A late March morning, Spring turning and raising a hand for one last farewell to Winter as she disappears around the bend in the road. We will find her again in due time, maybe she will be sweeping up some last autumn leaves into a pile. She will invite us in, as if we are old friends. Maybe a cup of steaming tea in front of a warm fire will do to break the ice as we discuss the wonders of last Summer's sparkling sea, and how good Autumn in the local mountains tasted, like a slice of crisp apple pie mixed with cinnamon laid over with an ample helping of gratitude . We will laugh as she brings out a plate of cookies laced on top with white icing and silver sprinkles, about why Spring had to show off so much this year wearing that dress so loaded with flowers, and how Summer played hard to get by giving June Gloom only a passing nod well into July.
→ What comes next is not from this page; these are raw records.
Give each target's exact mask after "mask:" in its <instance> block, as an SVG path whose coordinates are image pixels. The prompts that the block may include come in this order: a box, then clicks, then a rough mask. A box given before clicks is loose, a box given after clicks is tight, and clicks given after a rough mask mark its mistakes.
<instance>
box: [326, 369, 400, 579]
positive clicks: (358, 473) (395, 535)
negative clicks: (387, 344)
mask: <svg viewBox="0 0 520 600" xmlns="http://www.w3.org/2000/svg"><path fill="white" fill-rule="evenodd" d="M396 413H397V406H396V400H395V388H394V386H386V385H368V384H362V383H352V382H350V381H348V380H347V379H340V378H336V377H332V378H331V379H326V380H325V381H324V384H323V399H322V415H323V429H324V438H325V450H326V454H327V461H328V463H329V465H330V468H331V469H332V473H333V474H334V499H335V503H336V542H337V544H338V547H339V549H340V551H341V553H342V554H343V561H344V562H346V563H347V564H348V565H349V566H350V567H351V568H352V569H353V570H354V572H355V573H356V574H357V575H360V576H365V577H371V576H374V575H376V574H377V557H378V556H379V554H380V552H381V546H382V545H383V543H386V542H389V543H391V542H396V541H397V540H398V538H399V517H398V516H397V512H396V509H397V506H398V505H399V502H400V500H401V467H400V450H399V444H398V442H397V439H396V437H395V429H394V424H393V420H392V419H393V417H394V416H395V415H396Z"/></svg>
Manna has gone to sleep by Winter's fire. I take her leash in hand and bid Winter goodnight, thanking her for the foggy glass we will note in the early morning kitchen windows, the stark play of storm clouds from the sea that will leave the drape of night cold and dripping for us to wake to at the tip of morning, as well as those few balmy December days to come that I noticed entwined in the tapestry she was knitting while we talked, the ones that remind us of the Summer's long lazy days sometime ahead. As we take our leave, she hands me a bag tied closed with string, telling me not to open it until the light begins returning to the earth. I pull my coat around me against the coming chill as Manna sniffs the air, stepping out under a sky of wheeling stars, out on a path lit with the mystery of moments.
A late March morning. Manna is now waking at around 6 AM instead of 4:30, so we celebrate the new light and time with a freeze dried chicken strip on top of her breakfast kibble. It is the simple things you see. One does not always need to travel far to be in paradise.